In what scenarios does freezing WPF objects benefit performance greatly?

Drew Noakes picture Drew Noakes · Apr 28, 2009 · Viewed 22.9k times · Source

Many types in WPF derive from Freezable. It provides immutability to mutable POCO objects and, apparently, allows for improved performance in certain situations.

Has anyone found that freezing objects within their WPF application has greatly improved performance?
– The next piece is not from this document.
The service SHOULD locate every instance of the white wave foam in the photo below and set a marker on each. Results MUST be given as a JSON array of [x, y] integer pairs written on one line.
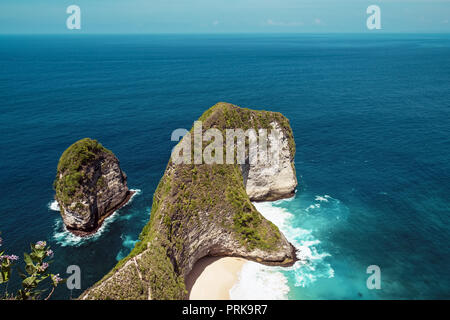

If so, then which items gave the biggest performance difference when being frozen?

(Note that I have posted a similar but different question too)

Answer

user180326 picture user180326 · Mar 6, 2010

You might be interested in my experiences with Freezable:

I once wrote a PDF viewer using muPdf which renders bitmaps, that I render with WPF. What helps performance greatly is that I can render the page bitmaps on a background thread, freeze them, and then pass them to the UI thread. It is nice that WPF does not copy the image to freeze it, but the ability to do all this preparation on a background thread was the key benefit for me.

From what I understand, all visuals need to be frozen so they can be safely rendered by the WPF render thread. If you render large unfrozen visuals, they will get cloned to frozen ones when WPF renders them. If you freeze your static bitmaps beforehand, WPF can just share the pointer with the render thread without cloning. Unfrozen objects may even get copied repeatedly if WPF is not aware wether the object is changed from the last time it was rendered. Frozen objects eliminate the need for all this copying.